Molly mentioned another reason why people might trust crypto: something she calls “predatory community.” According to her, crypto scams can be especially dangerous when retail investors become less interested in their holdings than in the friends they’ve made along the way.

Molly White:

So you’ll hear the word community a lot when people are talking about anything to do with crypto. A lot of people will say, “Oh, the community is a selling point. I’m not here for the money, I’m here for the community,” and things like that. Celsius actually talked about community a lot in their marketing and their discussions with our customers. And what people have successfully done in crypto is form these sort of affinity groups around specific crypto projects. So it could be a specific token, it could be an NFT collection, it could be even the companies that are running some of these platforms, but they basically form a group of their customers or their buyers or their investors who all get to know each other. They usually hang out in a chat room somewhere like on Discord or in Telegram or even on Reddit, and they get to know each other.

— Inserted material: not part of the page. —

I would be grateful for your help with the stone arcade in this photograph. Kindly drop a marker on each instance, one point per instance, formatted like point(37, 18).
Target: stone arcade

And people talk there. They talk about what’s going on in their day to day. They talk about their kids. They talk about their stresses, their work. They do get to know each other in these communities, which is great. I mean, online community is great. But there is a very sort of insidious problem where you are creating a community around a financial instrument, a highly speculative one, and one that is above all else incentivized to be positive and increase the value of the token by increasing the level of belief in the system.

And what happens is when people start to lose money, they don’t necessarily make decisions that are best for them in terms of their financial safety or wellbeing. They often will make decisions based on their emotional connection to the community. They will, in some cases, go on the offensive against people who are asking questions or being critical of their community.

And it forms this really negative environment where people get really, really sucked in. And we’ve seen it with almost every crypto project that has collapsed in this sort of spectacular fashion. Where, up until the very last moment, people were defending the companies, they were saying that they should put more money in, even though things were looking shaky. And then at the last minute, when Celsius paused withdrawals or even some people continued to hold on belief through that, and then finally they declared bankruptcy, and suddenly their customers realized that this community that they thought that they were a part of was actually serving to just separate them from their money.

Mike Sugarman:

I think that’s a good place to leave it. The thing that comes up in these conversations again and again is community. That’s Molly’s idea of predatory community, that’s also the libertarians and cypherpunks who developed all of the projects Finn was describing here.

The thing about community is that it requires cooperation.

Ethan Zuckerman:

That’s what we’ll be talking about in the next episode. And we’ll actually be returning to blockchain to talk about the cooperatives and artists who are trying to devise a way to use it as a technology for cooperation. But we’ll also look at a large and powerful group that often gets neglected in conversations about online community: gamers.